A History Department Bans Citing Wikipedia as a Research Source

Not so quick to rebuff the door to door salesman. Wikipiedia is not yet Encylopedia Brittanica.

From the New York Times

When half a dozen students in Neil Waters’s Japanese history class at Middlebury College asserted on exams that the Jesuits supported the Shimabara Rebellion in 17th-century Japan, he knew something was wrong. The Jesuits were in “no position to aid a revolution,” he said; the few of them in Japan were in hiding.
He figured out the problem soon enough. The obscure, though incorrect, information was from Wikipedia, the collaborative online encyclopedia, and the students had picked it up cramming for his exam.
Dr. Waters and other professors in the history department had begun noticing about a year ago that students were citing Wikipedia as a source in their papers. When confronted, many would say that their high school teachers had allowed the practice.
But the errors on the Japanese history test last semester were the last straw. At Dr. Waters’s urging, the Middlebury history department notified its students this month that Wikipedia could not be cited in papers or exams, and that students could not “point to Wikipedia or any similar source that may appear in the future to escape the consequences of errors.”

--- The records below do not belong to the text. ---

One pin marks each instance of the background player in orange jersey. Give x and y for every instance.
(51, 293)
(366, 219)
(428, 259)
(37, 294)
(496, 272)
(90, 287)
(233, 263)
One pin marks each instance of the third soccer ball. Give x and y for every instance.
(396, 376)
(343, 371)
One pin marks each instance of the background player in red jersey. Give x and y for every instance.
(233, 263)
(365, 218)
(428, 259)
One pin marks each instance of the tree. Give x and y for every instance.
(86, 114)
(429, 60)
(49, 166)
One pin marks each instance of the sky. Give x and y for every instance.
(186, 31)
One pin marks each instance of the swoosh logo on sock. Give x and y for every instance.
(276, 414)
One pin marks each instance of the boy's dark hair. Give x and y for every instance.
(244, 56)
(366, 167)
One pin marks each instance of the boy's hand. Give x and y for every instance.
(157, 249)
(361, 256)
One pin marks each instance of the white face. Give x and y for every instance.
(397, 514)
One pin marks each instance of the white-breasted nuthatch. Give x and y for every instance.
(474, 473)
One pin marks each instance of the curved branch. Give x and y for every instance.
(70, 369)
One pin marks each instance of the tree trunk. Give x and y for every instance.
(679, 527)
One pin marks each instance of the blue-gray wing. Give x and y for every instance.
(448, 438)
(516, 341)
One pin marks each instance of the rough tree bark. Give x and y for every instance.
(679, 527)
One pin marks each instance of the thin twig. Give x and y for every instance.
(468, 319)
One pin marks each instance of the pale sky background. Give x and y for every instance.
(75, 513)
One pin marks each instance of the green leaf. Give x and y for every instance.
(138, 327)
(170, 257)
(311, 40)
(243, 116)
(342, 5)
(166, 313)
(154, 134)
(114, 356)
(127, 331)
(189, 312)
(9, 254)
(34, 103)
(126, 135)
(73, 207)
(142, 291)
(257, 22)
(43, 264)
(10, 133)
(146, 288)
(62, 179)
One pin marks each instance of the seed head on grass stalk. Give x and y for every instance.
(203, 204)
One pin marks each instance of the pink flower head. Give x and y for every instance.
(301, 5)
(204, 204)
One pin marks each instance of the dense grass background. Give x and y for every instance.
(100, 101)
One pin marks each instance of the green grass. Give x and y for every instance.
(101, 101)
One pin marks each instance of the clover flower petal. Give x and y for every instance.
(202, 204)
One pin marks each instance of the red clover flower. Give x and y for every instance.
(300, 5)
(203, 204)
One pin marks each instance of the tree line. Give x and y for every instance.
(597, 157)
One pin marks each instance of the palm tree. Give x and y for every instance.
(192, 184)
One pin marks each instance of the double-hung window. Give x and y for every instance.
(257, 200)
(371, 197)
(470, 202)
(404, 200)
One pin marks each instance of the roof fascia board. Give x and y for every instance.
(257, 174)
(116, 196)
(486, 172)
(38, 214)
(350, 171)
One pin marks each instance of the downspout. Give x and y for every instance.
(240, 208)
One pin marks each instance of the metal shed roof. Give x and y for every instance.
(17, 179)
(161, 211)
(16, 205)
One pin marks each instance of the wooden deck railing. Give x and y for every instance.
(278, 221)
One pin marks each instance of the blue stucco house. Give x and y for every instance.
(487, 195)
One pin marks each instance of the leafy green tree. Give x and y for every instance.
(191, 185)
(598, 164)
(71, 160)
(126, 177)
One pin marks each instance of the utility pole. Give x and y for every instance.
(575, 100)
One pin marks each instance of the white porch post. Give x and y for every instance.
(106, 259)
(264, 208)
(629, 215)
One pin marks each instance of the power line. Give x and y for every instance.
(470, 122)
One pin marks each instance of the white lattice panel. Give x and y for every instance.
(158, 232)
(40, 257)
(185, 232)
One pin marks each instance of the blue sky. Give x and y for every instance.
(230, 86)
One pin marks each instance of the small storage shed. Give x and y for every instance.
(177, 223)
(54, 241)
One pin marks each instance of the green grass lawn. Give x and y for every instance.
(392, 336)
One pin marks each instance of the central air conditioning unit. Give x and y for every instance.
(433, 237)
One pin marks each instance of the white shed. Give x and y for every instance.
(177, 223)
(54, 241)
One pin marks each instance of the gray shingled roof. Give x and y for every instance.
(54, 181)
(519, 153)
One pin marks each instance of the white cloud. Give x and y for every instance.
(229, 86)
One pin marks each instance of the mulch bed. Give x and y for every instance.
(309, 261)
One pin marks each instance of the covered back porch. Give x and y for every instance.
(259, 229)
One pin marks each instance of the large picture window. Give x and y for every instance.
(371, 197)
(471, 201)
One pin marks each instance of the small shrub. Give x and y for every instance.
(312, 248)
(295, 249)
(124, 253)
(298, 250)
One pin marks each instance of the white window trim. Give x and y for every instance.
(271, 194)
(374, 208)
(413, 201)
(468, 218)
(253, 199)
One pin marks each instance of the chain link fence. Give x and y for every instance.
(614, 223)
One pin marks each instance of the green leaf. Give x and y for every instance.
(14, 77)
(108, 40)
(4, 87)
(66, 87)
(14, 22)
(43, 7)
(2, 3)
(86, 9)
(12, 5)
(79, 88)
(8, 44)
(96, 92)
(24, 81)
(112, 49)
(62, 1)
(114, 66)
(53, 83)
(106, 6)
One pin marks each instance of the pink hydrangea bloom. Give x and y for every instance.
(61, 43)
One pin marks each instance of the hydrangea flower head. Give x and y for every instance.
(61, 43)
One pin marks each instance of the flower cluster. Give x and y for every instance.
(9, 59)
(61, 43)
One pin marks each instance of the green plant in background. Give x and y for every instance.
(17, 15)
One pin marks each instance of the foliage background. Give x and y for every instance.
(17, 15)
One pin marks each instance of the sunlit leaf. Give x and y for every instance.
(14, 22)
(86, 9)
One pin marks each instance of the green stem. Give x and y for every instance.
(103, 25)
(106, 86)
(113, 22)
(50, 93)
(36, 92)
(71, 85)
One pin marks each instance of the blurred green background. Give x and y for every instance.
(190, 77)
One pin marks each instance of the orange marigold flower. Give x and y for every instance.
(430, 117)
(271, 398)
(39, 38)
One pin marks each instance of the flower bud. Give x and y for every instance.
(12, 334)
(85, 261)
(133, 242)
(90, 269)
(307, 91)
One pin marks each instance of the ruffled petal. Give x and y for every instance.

The article continues at http://www.nytimes.com/2007/02/21/education/21wikipedia.html?em&ex=1172552400&en=b403726dbe838b6a&ei=5087%0A

1 comment:

a said...

I can't believe teachers were allowing wikipedia to be used in the first place. That's like allowing people to cite the grafiti they find on the bathroom wall.

Like most new media the key to successful use of wikipedia is to follow the links. Good articles contain links citing the sources for the information in that article. The right thing to do is to follow those links until you get to a legit source. It takes about an extra two minutes to do this. The fact that kids weren't doing this does not inspire me with hope in future generations.